The trees have different base nodes, which illustrates the different subsets either through sampling or feature randomness. This is difficult to achieve with singular decision trees without dropping complete features. However, note that this illustrative example has nowhere near pure leaf nodes at the end of the trees. For visualization purposes, the depth was purposefully kept very shallow for a dataset of this size. This suggests that training a random forest classifier with a greater max depth could increase the accuracy of the model.

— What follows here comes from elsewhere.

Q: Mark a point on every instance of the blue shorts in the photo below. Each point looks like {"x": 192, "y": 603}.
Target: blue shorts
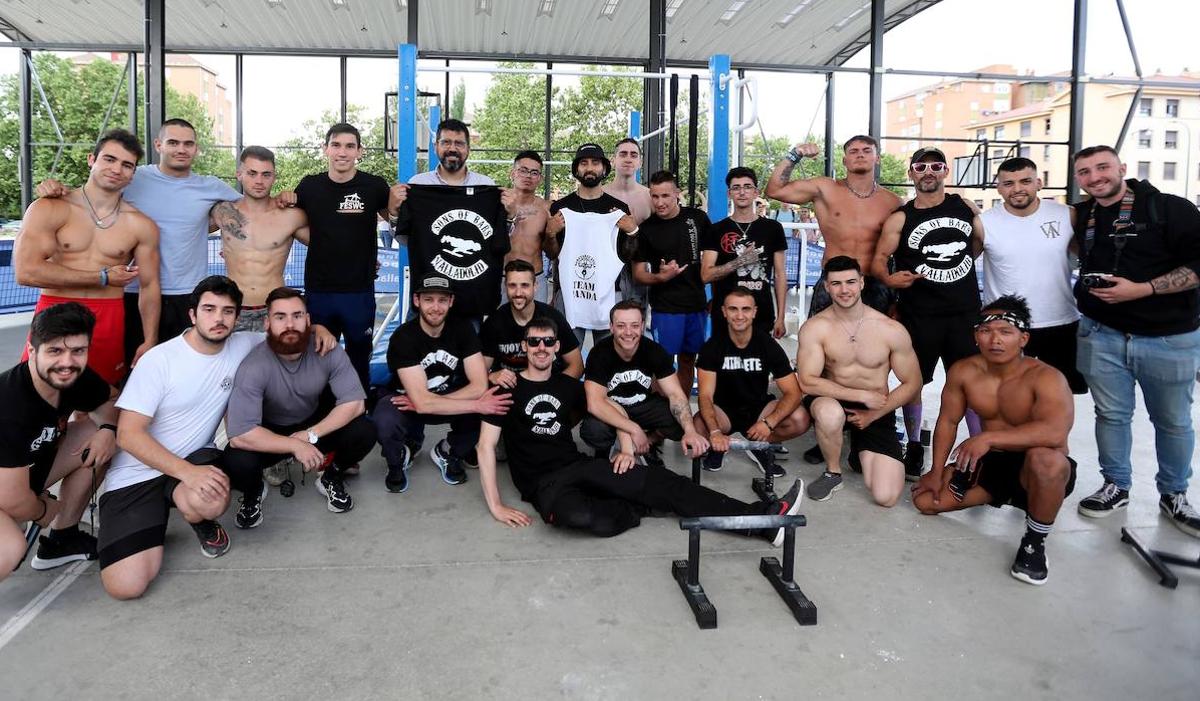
{"x": 679, "y": 333}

However, caution must be used to prevent overfitting.

Accuracy and Confusion Matrix for the Shallow Tree Example.

First Tree in the Random Forest. (expand image)

Second Tree in the Random Forest. (expand image)

Third Tree in the Random Forest. (expand image)

Results - Optimal Model

In an attempt to create a better model, 100 trees (estimators) were used in the random forest classifer ensemble with a max depth of 15. This did increase the accuracy of the model. To ensure the ensemble did not contain overfit, the purity of the final leaves was examined. There was a majority of final leaves that were 100% pure, however, some were not. This should be acceptable in preventing an overfit model.

The purity of the first three trees were tested, resulting in almost identical distributions.

Accuracy and Confusion Matrix for the Deeper Tree.

Final Leaves Purity of the First Three Trees.

Conclusion

Weather is a difficult phenomenon to predict when using relatively basic methods on a smaller scale of time. An analysis was performed using commonly available weather metrics that would be featured in a forecast. Using a technique which combines prediction methods to improve the accuracy was used on these features in an attempt to predict the type of weather a day will bring. The type of weather could be Clear, Rain, Snow, or Other. Other contains subcategories such as Fog, Wind, and Overcast. Predicting if a day will bring Clear, Rain, or Snow resulted in decent performance, but the Other category was misclassified the most and was the top misclassification when the other categories were not classified correctly. Overall, this model has potential, but perhaps better indicators within Other could improve the results.